We got the most-excellent news last week that the Bill & Ted threequel, officially titled Bill & Ted: Face The Music, is a go, with production slated to begin this summer and a release planned for next summer, on August 21, 2020.
Today, we got more good news. The character of Death, who famously joined our favorite duo's band, Wyld Stallyns, be back and played by the same actor, William Sadler. The news was broken by the official Bill & Ted account:
No word on if the role will be a cameo or a larger part in the film. The movie will be filming in New Orleans this summer.
The film was written by the original creators, Chris Matheson and Ed Solomon along with Dean Parisot directing. The script is eight years in the making.
THR offered this synopsis last year:
Bill & Ted Face the Music will see the duo long past their days as time-traveling teenagers and now weighed down by middle age and the responsibilities of family. They’ve written thousands of tunes, but they have yet to write a good one, much less the greatest song ever written.
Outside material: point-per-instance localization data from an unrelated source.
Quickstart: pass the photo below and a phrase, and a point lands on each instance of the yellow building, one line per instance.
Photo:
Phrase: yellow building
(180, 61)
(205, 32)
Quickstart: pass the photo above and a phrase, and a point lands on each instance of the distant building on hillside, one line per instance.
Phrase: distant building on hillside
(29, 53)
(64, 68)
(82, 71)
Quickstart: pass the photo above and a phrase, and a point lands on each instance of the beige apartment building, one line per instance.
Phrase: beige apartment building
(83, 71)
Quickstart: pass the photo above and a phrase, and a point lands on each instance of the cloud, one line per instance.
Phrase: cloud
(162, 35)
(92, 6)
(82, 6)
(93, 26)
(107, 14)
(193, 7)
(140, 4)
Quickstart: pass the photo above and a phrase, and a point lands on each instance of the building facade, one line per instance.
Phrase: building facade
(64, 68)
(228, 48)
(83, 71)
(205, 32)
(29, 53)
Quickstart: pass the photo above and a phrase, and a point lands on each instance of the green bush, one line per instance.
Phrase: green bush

With the fabric of time and space tearing around them, a visitor from the future warns our heroes that only their song can save life as we know it. Out of luck and fresh out of inspiration, Bill and Ted set out on a time travel adventure to seek the song that will set their world right and bring harmony in the universe as we know it. Together with the aid of their daughters, a new crop of historical figures, and some sympathetic music legends, they find much, much more than just a song.
In an interview with Yahoo in 2014, Alex Winter gave a few more hints of the plot:
“[Bill & Ted] will be 40-something and it’s all about Bill and Ted grown up, or not grown up,” Winter tells us. “It’s really sweet and really f—-ing funny.
“But it’s a Bill & Ted movie, that’s what it is. It’s for the fans of Bill & Ted. It fits very neatly in the [series]. It’s not going to feel like a reboot. The conceit is really funny: What if you’re middle-aged, haven’t really grown up and you’re supposed to have saved the world and maybe, just maybe, you kinda haven’t?”
“There’s many versions of ourselves in this movie,” he continues. “[It’s] answering the question: ‘What happened to these guys?’ They’re supposed to have done all this stuff, they weren’t the brightest bulbs on the tree, what happened 20 years later? To answer that question in a comedic way felt rich with possibility.”